I'm not really sure what is different between these instructions and what I did before... maybe the order somehow? I'm not precisely sure. Anyways, just for the record so you know exactly what I did (and so I know exactly what to do) 😁:
Dockerfile:
# myubuntu
FROM ubuntu:22.04
# Disable Prompt During Packages Installation
ARG DEBIAN_FRONTEND=noninteractive
RUN apt-get update && apt-get install -y \
vim \
&& rm -rf /var/lib/apt/lists/*
Initial commands:
docker run -ti myubuntu /bin/bash
apt update
apt -y install git
git clone https://github.com/UnixJunkie/FASMIFRA.git
cd FASMIFRA
Next set of commands to install everything.
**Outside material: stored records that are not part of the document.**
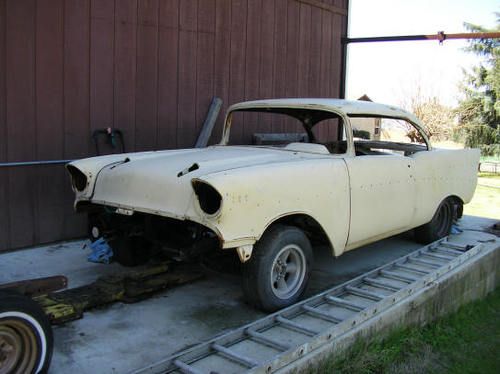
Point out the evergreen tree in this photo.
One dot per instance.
(479, 110)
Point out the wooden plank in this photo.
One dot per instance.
(325, 63)
(252, 66)
(314, 82)
(337, 24)
(266, 75)
(168, 74)
(325, 6)
(222, 60)
(292, 57)
(4, 174)
(21, 130)
(188, 18)
(237, 62)
(50, 180)
(125, 43)
(76, 99)
(280, 58)
(147, 76)
(304, 59)
(102, 34)
(205, 61)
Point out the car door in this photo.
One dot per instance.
(382, 196)
(382, 178)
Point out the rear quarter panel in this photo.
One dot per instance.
(441, 173)
(255, 197)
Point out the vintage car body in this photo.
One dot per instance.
(239, 192)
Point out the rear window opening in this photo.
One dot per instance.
(386, 136)
(279, 127)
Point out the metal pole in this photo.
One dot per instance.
(440, 36)
(33, 163)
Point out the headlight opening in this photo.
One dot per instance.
(209, 198)
(78, 178)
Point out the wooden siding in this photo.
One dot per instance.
(148, 68)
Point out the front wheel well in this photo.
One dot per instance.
(313, 230)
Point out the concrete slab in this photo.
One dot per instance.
(122, 337)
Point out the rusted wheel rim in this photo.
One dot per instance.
(443, 219)
(18, 346)
(288, 271)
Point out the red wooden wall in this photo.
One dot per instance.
(147, 67)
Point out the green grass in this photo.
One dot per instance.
(467, 341)
(490, 159)
(486, 200)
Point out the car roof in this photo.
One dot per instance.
(349, 107)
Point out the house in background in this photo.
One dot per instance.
(366, 128)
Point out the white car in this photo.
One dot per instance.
(366, 171)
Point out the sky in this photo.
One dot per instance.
(391, 72)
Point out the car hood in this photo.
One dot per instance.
(160, 182)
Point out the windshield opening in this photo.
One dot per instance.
(279, 127)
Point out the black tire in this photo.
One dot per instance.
(131, 250)
(26, 341)
(265, 272)
(439, 226)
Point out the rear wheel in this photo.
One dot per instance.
(277, 274)
(26, 340)
(439, 226)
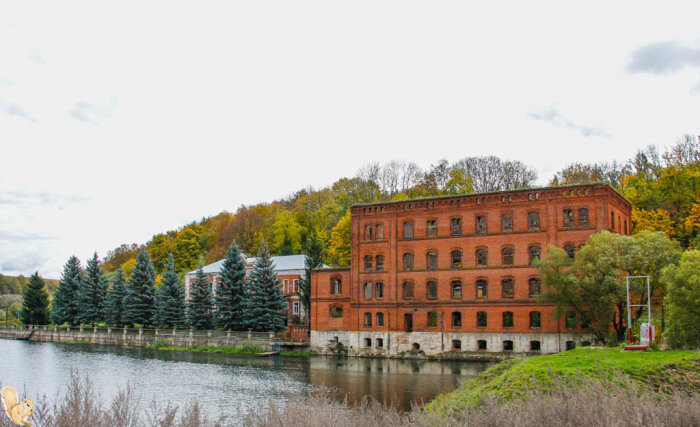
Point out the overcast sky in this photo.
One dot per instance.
(120, 121)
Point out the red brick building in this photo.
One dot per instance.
(453, 273)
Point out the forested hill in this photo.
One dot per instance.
(661, 184)
(16, 284)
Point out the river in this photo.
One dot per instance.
(225, 384)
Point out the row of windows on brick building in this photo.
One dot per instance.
(376, 290)
(481, 258)
(376, 232)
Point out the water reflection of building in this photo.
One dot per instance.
(454, 274)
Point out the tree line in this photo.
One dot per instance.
(86, 296)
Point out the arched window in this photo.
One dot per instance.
(506, 222)
(481, 288)
(507, 288)
(533, 221)
(481, 319)
(534, 286)
(456, 289)
(507, 255)
(407, 230)
(456, 257)
(534, 252)
(482, 256)
(456, 318)
(408, 261)
(568, 218)
(336, 286)
(408, 289)
(507, 319)
(368, 290)
(431, 260)
(379, 262)
(570, 250)
(456, 226)
(431, 289)
(583, 217)
(368, 262)
(380, 319)
(481, 225)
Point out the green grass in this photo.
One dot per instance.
(513, 378)
(246, 349)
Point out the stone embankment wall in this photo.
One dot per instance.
(140, 337)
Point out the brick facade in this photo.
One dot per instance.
(470, 271)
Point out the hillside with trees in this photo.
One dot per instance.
(662, 185)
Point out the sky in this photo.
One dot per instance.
(121, 120)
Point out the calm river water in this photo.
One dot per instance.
(222, 383)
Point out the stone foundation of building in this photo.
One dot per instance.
(467, 345)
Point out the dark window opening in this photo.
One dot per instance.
(482, 257)
(408, 261)
(431, 228)
(379, 262)
(583, 217)
(534, 286)
(507, 256)
(533, 221)
(408, 290)
(432, 289)
(456, 318)
(432, 319)
(507, 288)
(507, 319)
(568, 218)
(481, 319)
(481, 226)
(456, 259)
(506, 222)
(481, 288)
(456, 226)
(407, 230)
(432, 260)
(456, 289)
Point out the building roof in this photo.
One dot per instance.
(282, 263)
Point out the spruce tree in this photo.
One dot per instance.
(201, 306)
(93, 293)
(35, 305)
(171, 297)
(140, 295)
(114, 303)
(269, 304)
(66, 302)
(231, 292)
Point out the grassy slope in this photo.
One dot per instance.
(514, 377)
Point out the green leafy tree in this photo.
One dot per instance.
(268, 302)
(232, 297)
(66, 301)
(139, 298)
(93, 293)
(35, 305)
(114, 303)
(200, 308)
(682, 302)
(171, 297)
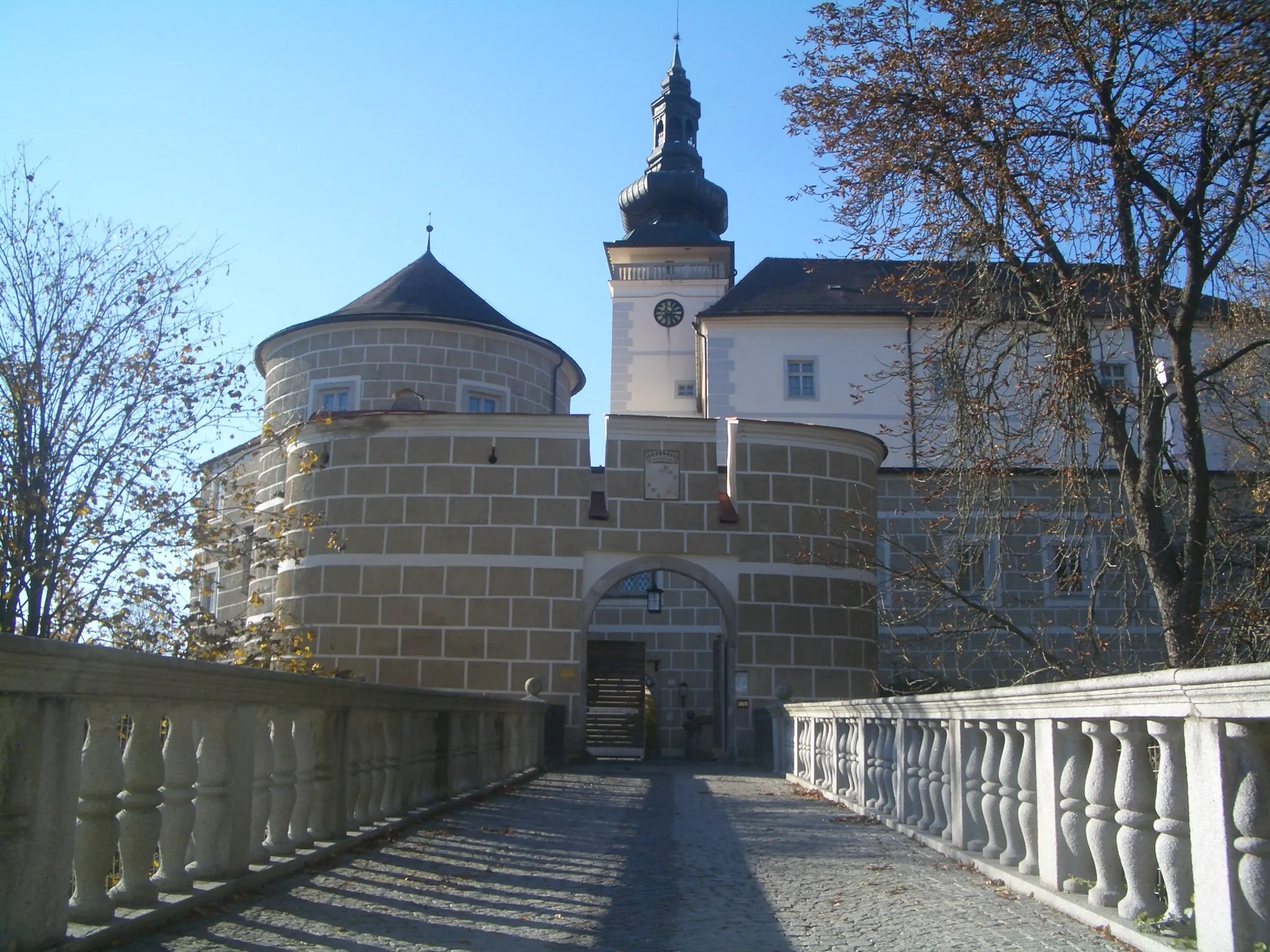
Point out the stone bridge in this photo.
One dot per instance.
(182, 805)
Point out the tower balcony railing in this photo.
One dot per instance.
(1139, 804)
(141, 786)
(700, 271)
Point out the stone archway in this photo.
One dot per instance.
(710, 676)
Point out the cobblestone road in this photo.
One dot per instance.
(648, 857)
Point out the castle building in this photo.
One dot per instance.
(465, 542)
(737, 540)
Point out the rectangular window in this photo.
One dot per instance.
(801, 379)
(208, 584)
(1113, 376)
(972, 566)
(334, 397)
(1068, 568)
(220, 491)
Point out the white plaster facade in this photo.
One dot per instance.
(655, 368)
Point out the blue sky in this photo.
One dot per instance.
(314, 139)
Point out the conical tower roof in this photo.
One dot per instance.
(427, 288)
(425, 291)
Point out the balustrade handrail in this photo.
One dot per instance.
(1139, 804)
(56, 668)
(111, 760)
(1236, 692)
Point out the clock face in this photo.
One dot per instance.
(668, 312)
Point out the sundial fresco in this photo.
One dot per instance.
(660, 474)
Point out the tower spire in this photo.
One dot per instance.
(675, 188)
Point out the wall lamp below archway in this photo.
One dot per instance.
(654, 598)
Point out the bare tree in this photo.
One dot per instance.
(1082, 179)
(112, 382)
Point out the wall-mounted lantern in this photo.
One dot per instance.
(654, 598)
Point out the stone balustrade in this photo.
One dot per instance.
(1140, 804)
(131, 782)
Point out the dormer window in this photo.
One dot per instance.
(484, 399)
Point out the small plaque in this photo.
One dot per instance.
(660, 474)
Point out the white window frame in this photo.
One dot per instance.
(220, 494)
(208, 589)
(1089, 568)
(470, 389)
(990, 547)
(355, 391)
(1124, 372)
(815, 377)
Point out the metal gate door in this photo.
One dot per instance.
(615, 699)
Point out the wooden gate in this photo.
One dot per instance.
(615, 699)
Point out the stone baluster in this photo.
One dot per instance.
(807, 763)
(842, 757)
(379, 762)
(1173, 839)
(360, 756)
(825, 754)
(329, 815)
(893, 774)
(97, 831)
(923, 777)
(1100, 828)
(282, 783)
(991, 785)
(873, 787)
(838, 777)
(1009, 792)
(140, 821)
(817, 775)
(213, 796)
(975, 829)
(1135, 839)
(935, 777)
(425, 754)
(946, 781)
(179, 772)
(306, 769)
(393, 803)
(260, 776)
(1076, 865)
(1029, 865)
(41, 748)
(912, 741)
(1250, 815)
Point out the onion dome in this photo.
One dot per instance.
(673, 203)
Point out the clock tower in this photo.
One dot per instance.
(671, 265)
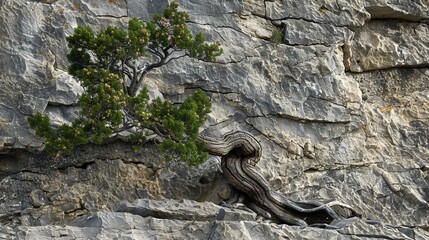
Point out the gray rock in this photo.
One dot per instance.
(128, 226)
(184, 210)
(388, 44)
(301, 32)
(327, 131)
(399, 9)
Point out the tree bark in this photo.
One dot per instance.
(240, 152)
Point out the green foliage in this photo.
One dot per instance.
(111, 66)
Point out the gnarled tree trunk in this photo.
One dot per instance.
(240, 152)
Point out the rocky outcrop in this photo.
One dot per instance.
(340, 107)
(148, 219)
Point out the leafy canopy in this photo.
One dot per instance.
(111, 66)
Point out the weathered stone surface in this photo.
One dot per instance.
(338, 13)
(63, 189)
(360, 138)
(128, 226)
(184, 210)
(301, 32)
(388, 44)
(397, 9)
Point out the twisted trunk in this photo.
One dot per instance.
(240, 153)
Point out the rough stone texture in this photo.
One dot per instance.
(126, 225)
(341, 109)
(389, 44)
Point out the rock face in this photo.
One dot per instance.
(340, 105)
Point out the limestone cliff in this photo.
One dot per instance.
(340, 105)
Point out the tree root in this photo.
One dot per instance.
(240, 152)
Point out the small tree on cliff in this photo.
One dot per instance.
(111, 66)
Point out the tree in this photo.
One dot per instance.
(111, 66)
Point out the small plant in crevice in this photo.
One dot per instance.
(111, 66)
(277, 36)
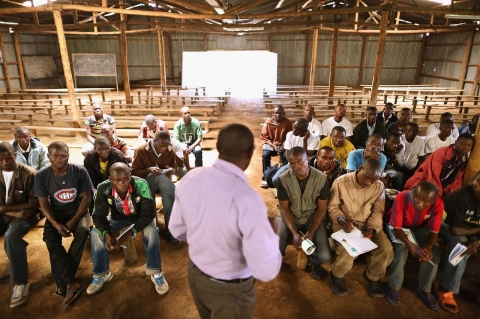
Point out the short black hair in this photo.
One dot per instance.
(7, 148)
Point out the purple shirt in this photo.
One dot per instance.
(225, 224)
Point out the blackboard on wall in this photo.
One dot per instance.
(94, 64)
(40, 66)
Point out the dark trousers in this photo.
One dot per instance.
(220, 300)
(65, 264)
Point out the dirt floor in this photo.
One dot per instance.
(293, 294)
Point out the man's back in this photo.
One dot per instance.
(225, 224)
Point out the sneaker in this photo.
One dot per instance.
(338, 285)
(97, 283)
(20, 293)
(374, 288)
(316, 272)
(161, 285)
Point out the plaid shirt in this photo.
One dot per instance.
(124, 206)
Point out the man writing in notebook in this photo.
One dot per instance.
(358, 200)
(421, 211)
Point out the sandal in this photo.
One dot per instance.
(392, 297)
(427, 301)
(446, 298)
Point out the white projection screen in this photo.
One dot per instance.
(244, 73)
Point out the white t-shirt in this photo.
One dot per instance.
(434, 129)
(7, 177)
(413, 151)
(433, 143)
(330, 123)
(292, 140)
(315, 127)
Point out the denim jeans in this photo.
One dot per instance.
(65, 264)
(451, 275)
(150, 239)
(427, 271)
(321, 254)
(16, 249)
(161, 184)
(276, 177)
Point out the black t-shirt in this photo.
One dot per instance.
(462, 208)
(282, 192)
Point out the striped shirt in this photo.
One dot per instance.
(96, 125)
(403, 213)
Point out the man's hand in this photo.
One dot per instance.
(297, 241)
(110, 242)
(154, 170)
(368, 233)
(19, 214)
(63, 230)
(347, 226)
(472, 248)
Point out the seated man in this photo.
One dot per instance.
(273, 135)
(150, 126)
(18, 209)
(93, 124)
(367, 127)
(337, 141)
(372, 149)
(302, 194)
(300, 136)
(155, 162)
(414, 150)
(395, 153)
(112, 195)
(463, 220)
(29, 150)
(399, 126)
(435, 129)
(188, 130)
(98, 161)
(387, 116)
(444, 138)
(326, 163)
(337, 120)
(358, 200)
(445, 167)
(420, 210)
(108, 131)
(470, 128)
(64, 191)
(314, 125)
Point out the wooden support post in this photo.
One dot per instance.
(307, 58)
(362, 60)
(124, 57)
(19, 60)
(313, 61)
(466, 58)
(379, 60)
(420, 59)
(473, 164)
(333, 60)
(67, 72)
(6, 73)
(161, 56)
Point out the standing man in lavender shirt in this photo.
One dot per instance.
(242, 247)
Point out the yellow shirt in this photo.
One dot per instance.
(103, 168)
(341, 153)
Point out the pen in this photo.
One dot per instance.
(421, 253)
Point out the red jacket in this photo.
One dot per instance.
(430, 171)
(276, 132)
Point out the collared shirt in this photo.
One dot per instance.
(363, 205)
(371, 129)
(225, 224)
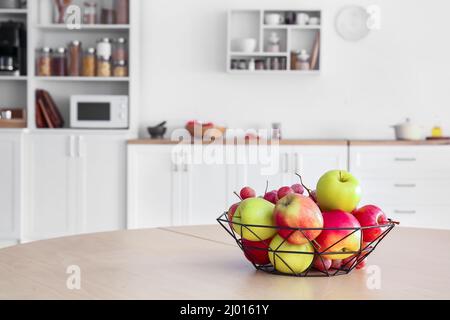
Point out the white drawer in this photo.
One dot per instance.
(435, 217)
(404, 191)
(405, 161)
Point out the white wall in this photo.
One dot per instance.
(402, 70)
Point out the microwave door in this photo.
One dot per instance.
(95, 115)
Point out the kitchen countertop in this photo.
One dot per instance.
(204, 263)
(316, 142)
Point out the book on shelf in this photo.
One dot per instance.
(47, 112)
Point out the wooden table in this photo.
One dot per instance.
(204, 263)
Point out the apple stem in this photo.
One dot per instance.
(301, 182)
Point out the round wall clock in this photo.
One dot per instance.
(351, 23)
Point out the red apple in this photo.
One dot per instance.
(336, 264)
(272, 196)
(338, 241)
(298, 188)
(371, 216)
(322, 264)
(232, 211)
(349, 262)
(257, 252)
(284, 191)
(297, 211)
(247, 193)
(313, 196)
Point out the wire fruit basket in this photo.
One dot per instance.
(308, 260)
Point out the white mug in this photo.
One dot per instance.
(273, 19)
(302, 18)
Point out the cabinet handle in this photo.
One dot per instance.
(405, 211)
(286, 163)
(400, 185)
(296, 160)
(72, 147)
(405, 159)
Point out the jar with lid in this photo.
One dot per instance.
(90, 12)
(89, 63)
(122, 11)
(74, 58)
(44, 62)
(104, 47)
(59, 62)
(120, 51)
(108, 15)
(120, 69)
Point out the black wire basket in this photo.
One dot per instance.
(315, 257)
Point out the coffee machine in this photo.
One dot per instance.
(13, 48)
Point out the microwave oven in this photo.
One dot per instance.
(99, 112)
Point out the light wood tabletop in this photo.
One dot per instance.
(204, 263)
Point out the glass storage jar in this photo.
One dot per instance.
(89, 63)
(74, 58)
(120, 50)
(90, 12)
(44, 62)
(104, 66)
(59, 62)
(120, 69)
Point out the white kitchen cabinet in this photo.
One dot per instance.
(410, 183)
(75, 185)
(10, 186)
(154, 182)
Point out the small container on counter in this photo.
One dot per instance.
(120, 50)
(74, 58)
(108, 15)
(89, 60)
(90, 12)
(44, 62)
(59, 62)
(122, 11)
(120, 69)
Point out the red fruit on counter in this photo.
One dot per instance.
(232, 211)
(284, 191)
(296, 211)
(336, 264)
(257, 252)
(272, 196)
(371, 216)
(322, 264)
(298, 188)
(342, 235)
(247, 193)
(349, 262)
(313, 196)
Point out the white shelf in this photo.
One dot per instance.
(258, 54)
(84, 79)
(84, 27)
(13, 78)
(13, 11)
(293, 72)
(292, 26)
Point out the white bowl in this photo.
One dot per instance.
(246, 45)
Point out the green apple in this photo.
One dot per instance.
(255, 212)
(338, 190)
(290, 260)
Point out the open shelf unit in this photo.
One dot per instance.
(19, 92)
(293, 37)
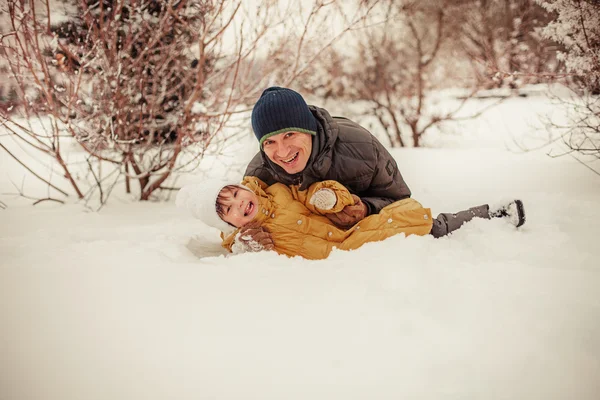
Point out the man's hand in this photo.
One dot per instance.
(252, 238)
(350, 215)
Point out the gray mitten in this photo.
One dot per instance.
(324, 199)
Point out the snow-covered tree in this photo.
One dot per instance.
(577, 28)
(138, 84)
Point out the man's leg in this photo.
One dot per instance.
(446, 222)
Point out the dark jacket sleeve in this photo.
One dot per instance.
(387, 185)
(256, 168)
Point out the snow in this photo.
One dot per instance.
(113, 305)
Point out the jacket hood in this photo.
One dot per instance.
(321, 155)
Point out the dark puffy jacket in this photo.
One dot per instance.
(346, 152)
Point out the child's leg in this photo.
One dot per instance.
(446, 222)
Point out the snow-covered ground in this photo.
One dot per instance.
(112, 305)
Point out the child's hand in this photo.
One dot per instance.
(324, 199)
(350, 215)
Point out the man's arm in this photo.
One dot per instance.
(387, 185)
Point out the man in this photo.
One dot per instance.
(301, 144)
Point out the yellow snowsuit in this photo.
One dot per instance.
(300, 229)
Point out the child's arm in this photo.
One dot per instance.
(250, 238)
(325, 197)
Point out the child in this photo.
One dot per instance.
(296, 219)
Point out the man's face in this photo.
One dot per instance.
(289, 150)
(239, 206)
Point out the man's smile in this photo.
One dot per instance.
(291, 159)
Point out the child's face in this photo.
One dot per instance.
(239, 206)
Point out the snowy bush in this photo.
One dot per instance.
(137, 84)
(577, 28)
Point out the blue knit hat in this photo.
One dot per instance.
(281, 110)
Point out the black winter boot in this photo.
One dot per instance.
(514, 211)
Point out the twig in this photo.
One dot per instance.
(34, 174)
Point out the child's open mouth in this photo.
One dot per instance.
(249, 208)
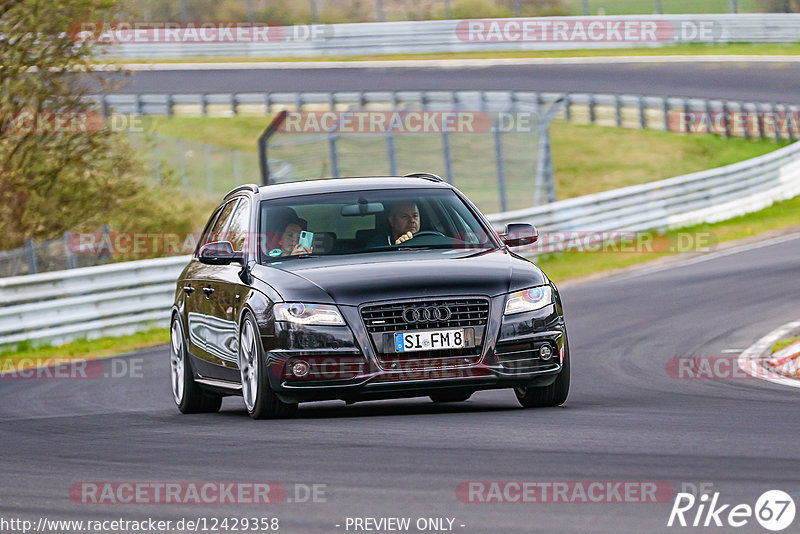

Note I had to install python3-pip
and run without sudo
since I'm in a container:
apt install -y opam
opam init -y
apt install python3-pip # Needed to do this first
pip3 install rdkit
eval `opam config env`
opam install --fake conf-rdkit
opam install -y fasmifra
which fasmifra_fragment.py
# /root/.opam/default/bin/fasmifra_fragment.py
which fasmifra
# /root/.opam/default/bin/fasmifra
Running with explicit paths just to be totally sure...
xzcat data/CHEMBL_100k.smi.xz | head -1000 > chembl_1k.smi
/root/.opam/default/bin/fasmifra_fragment.py -i chembl_1k.smi -o chembl_1k_frags.smi
/root/.opam/default/bin/fasmifra -f -n 1000 -i chembl_1k_frags.smi -o gen_1k.smi
And success!
# gen_1k.smi
c0(-c1ccc(Cl)cc1)sc1n(c(COC(=O)C)nn1)n0 genmol_1
COc0c(F)cc(N/N=C(/Cn1c2c(nn1)cccc2)c1ccccc1)cc0F genmol_2
c01c(cc(C(=O)C2CCCN(Cc3cc(F)c(F)cc3)C2)cc0)OCO1 genmol_3
c0(C1(O)OC(=O)C(c2ccc(NC(=O)NCCCC)cc2)=C1Cc1ccccc1)ccc(OC)cc0 genmol_4
C(OC0C(OC(=O)C)C(OC(=O)N2[C@@H]3c4c(c(OC)c(C)c(OCCCC(=O)O)c4OC)C[C@H]2C(=O)N2[C@@H](CN4C(=O)c5c(cccc5)C4=O)c4c(OC)c(OC)c(C)c(OC)c4C=C32)COC0n0c(=S)c(C#N)c(-c1ccccc1)cc0-c0ccc(Cl)cc0)(=O)C genmol_5
C(COc1ccc(Nc2ncnc3cnc(-c4n(C)cnc4)cc32)cc1)N0CCC(NS(=O)(=O)c5c(I)cccc5)CC0 genmol_6
c01c(COC)c(C(O)=O)oc0cccc1 genmol_7
C(C(=O)Nc0ccccc0N0CCN(C(C(C)C)=O)CC0)Oc1ccc2c(c1)C(=O)C(=O)N2 genmol_8
Clc0c(C(=O)NC(Nc1ccc(Cl)cc1)=S)cccc0 genmol_9
C0C1CC2CC0C(OC(C)C)C(C2)C1 genmol_10
N(c0ccc(CC)cc0)c0ccc(F)cc0 genmol_11
Fc0ccc(C(CCCNCCc2ccccc2)c1ccc(F)cc1)cc0 genmol_12
Clc0c(C(=O)NC1CCC(F)(F)C1)cccc0 genmol_13
N0(C)CCc1n(CC)nc(C(=O)NCC(C(O)=O)N)c1C0 genmol_14
CCC(CC)(CN)NC(C)c0ccccc0 genmol_15
c0c(C(c1ccccc1)CN2CCN(c3ccccc3)CC2)cccc0 genmol_16
Clc0ccc(OP(=O)(Oc1ccc(Cl)cc1)[C@@H](C(C)C)NC(=O)[C@H](c1ccc(F)cc1)OC(=O)[C@H](CCSC)Nc2cc(Cl)cc(Cl)c2)cc0 genmol_17
c0c(N/N=C(\C(=O)C)C(c1ccccc1)=O)ccc(OC)c0 genmol_18
CC(=C0C[C@H]1[C@H](C(=C)C)CC[C@]1(C)OC0=O)C genmol_19
Clc0ccc(O)c(/C=N/NS(=O)(=O)c1ccc(Br)cc1)c0 genmol_20
I'm quite happy with this and will almost certainly be using it in some future work. Thank you!
In the container, everything is installed as root ?!
Good that it worked for you.
@UnixJunkie I'm not super familiar with Docker just yet, but I believe so!
Referencing #14 for completeness.
@UnixJunkie I have tried yet another approach to get this working. I'm happy to chat over Zoom but I really believe something is broken with the installation process at this point.
Steps I have taken
I have spun up a fresh Docker environment on my computer.
with a very simple dockerfile
On this fresh environment, I have performed the following steps:
and then executed the steps as laid out in the
test.sh
script:where note that there is nothing installed to
_build
during the make process, so I am using what I believe to be the correct executable in the working directory. This leads to similar fragments as we discussed in #14.Is it possible that there's some difference between your most up-to-date code here and the executable you have on your computer?